Neale — whose playful, chunky pieces have landed on the pages of Vogue, Harper’s Bazaar and T: The New York Times Style Magazine — describes this dynamic as “grassroots trust,” one she’s built by regularly posting her sapphire-bedecked mushroom pendants, 18-karat gold knot rings and custom cuffs and necklaces since launching her namesake brand five years ago.
“Stories have been a huge tool for me,” she says. “People watch Stories almost like they watch TV,” she says. The engagement, she adds, is fascinating: “When you see how many times [a post] has been shared, that’s crazy.”
Though Instagram has proven to be an important arm of their business, Jemma Wynne founders Jenny Klatt and Stephanie Wynne Lalin were initially reluctant to join. Having launched the brand in 2007 — three years before the social media platform was available to the masses — they worried that the pillars of the label (luxury, sophistication, exceptional craftsmanship) would get lost in a sea of blurry brunch photos and Valencia-filtered sunsets.

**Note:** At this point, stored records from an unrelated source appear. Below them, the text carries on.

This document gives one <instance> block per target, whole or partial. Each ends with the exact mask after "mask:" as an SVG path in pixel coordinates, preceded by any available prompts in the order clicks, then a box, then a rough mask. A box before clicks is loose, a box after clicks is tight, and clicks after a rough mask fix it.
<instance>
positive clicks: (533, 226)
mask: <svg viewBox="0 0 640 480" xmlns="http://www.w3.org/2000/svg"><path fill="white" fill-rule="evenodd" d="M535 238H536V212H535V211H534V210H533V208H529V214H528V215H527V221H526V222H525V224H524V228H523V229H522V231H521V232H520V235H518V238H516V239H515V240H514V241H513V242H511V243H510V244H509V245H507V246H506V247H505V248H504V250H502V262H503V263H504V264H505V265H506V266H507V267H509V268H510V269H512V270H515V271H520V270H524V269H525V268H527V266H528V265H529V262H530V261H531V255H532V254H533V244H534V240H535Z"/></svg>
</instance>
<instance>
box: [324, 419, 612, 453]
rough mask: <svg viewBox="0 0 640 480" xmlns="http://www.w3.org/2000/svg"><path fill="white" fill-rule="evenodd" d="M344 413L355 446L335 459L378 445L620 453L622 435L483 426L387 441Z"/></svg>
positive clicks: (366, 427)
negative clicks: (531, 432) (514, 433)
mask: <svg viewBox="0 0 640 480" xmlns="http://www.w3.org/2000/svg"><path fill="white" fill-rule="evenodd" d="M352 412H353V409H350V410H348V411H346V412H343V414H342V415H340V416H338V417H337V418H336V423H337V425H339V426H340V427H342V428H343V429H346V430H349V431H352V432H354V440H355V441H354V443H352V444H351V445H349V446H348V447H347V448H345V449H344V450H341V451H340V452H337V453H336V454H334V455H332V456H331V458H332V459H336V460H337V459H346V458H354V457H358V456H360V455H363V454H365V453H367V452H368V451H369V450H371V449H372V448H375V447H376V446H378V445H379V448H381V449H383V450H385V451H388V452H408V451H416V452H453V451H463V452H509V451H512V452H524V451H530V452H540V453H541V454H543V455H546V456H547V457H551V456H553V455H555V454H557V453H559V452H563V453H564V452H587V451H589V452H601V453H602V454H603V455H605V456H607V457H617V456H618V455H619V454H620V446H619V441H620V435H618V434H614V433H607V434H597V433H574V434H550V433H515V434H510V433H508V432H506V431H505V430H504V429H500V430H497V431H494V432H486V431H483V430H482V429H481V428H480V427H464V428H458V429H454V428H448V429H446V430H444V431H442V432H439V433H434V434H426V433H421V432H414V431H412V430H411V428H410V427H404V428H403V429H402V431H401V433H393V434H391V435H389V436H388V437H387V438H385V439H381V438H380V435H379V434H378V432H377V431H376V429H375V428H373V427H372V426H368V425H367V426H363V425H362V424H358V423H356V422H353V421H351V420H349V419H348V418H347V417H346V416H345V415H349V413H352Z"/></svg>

“We weren’t so excited about it at first,” says Lalin. “We were a little scared about showing too much or not showing it in the right way or feeling too casual.”
After giving an employee the go-ahead to share pieces on her own account and seeing the positive engagement, the two created a dedicated brand profile and slowly leaned into posting. Today, Jemma Wynne’s social media content ranges from videos of Klatt and Lalin sourcing stones to editorial lifestyle images that they hire models for and conceive alongside a creative director and fashion photographer.
In retrospect, Lalin believes that because the brand was established pre-Instagram, it arrived on the app with ample credibility.
“We’ve been in business for 15 years, and we’ve worked really hard over those 15 years to establish ourselves with our clients,” she says. “We did that at first by selling in stores. We were very laser-focused on a specific set of stores that we wanted to work with, and I think that validated us. Once social media happened, people were comfortable enough with our brand to purchase things sight unseen.”
Exposure via the platform, however, doesn’t come without its gripes: New accounts popping up daily and frequent algorithm changes have made it increasingly difficult for brands to foster a sense of community among followers and land on the radar of potential new clients. Sharing original designs that are ultimately copied is another inevitable frustration.
“While I could talk for hours about the copying that goes on and the picture-stealing and the accounts that claim to be us, it isn’t good for our business to focus on that,” Lalin says. “Once we let it get to us, it ruins the whole creative process.”
Running a business — which includes maintaining an Instagram presence — already leaves limited time for the creative process.
“It’s a tricky thing because you give it away to somebody to do, and I think the voice would change,” says Neale, who still creates 100 percent of her brand’s Instagram content. “I’m struggling with that a little bit. It’s so time-consuming, but it’s also so important, so I don’t want to give it up yet.”
Gottlieb, Wegman, Klatt and Lanlin all have hired staffers to oversee social media, but continue to be heavily involved.
“Sometimes I’m up answering DMs at midnight, or at 6 a.m. on a Sunday,” Gottlieb says. “But I want that sale, and it’s so important to me to be the first line of communication and not to lose the opportunity. One day, I’ll get out of the DMs. But for now, it works.”